Había puesto a M'gentur en el suelo, a pesar de sus chillonas protestas de mono. El pequeño simio trotaba con desgana junto a ellos.

Con el desenfado de una auténtica muchacha de ciudad, G'mell los había llevado hasta un cruce del cual procedía un rugido continuo y sibilante. Con letras escritas, con imágenes y con altavoces, el sistema de advertencia repetía: NO ENTRAR, FLETE SOLAMENTE, PELIGRO, NO ENTRAR. G'mell recogió a M'gentur-A'ikasus, aferró el brazo de Rod y saltó con ellos a una serie de plataformas que subían deprisa. Rod, sorprendido al encontrarse de pronto en la acera móvil, preguntó a gritos:

—¿Flete? ¿Qué es eso?

—Objetos. Cajas. Alimentos. Ésta es la Cinta de Transporte Central. No tiene sentido caminar seis kilómetros cuando podemos ir por aquí. ¡Prepárate para saltar conmigo cuando te lo indique!

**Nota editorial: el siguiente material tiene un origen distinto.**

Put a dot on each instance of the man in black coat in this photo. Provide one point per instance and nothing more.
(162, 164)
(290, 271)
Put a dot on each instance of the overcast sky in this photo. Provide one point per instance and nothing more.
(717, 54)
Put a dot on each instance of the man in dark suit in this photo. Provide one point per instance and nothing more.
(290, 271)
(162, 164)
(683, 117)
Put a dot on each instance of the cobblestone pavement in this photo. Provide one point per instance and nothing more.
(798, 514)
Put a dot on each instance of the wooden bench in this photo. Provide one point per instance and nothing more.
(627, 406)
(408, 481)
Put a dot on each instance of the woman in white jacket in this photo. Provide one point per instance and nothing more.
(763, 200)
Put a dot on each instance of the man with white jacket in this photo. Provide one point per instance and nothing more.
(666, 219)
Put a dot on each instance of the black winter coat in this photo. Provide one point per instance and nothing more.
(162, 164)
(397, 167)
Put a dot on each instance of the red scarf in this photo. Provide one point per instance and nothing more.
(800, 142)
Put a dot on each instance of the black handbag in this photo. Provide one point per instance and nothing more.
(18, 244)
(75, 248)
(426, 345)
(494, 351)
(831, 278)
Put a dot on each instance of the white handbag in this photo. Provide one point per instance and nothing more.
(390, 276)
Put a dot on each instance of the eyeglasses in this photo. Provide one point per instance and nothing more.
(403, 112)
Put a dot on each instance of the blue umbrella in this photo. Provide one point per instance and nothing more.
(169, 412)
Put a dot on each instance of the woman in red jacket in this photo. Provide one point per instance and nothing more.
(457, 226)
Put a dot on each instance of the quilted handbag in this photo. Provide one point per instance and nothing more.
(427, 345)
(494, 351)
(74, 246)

—Parece peligroso —murmuró él.

—No si eres un gato.

Tras estas equívocas palabras de aliento, ella permaneció en silencio. M'gentur no podía mostrarse más indiferente. Acurrucó la cabeza contra el hombro de G'mell, rodeó el brazo de la muchacha con sus largos brazos de simio y se durmió profundamente.

G'mell le hizo una seña a Rod.

—¡Ahora! —gritó, midiendo la distancia por marcas que para él no significaban nada. Las zonas de desembarco tenían pistas llanas de cemento hacia donde los vehículos individuales que circulaban sobre ese río de aire se podían desviar para el trabajo de carga y descarga. Cada una de estas zonas de desembarco tenía un número, pero Rod ni siquiera se había dado cuenta de a cuál habían llegado. Los olores de la ciudad subterránea cambiaban tanto mientras se desplazaban de una sección a otra que estaba más interesado en los aromas que en el número de las plataformas.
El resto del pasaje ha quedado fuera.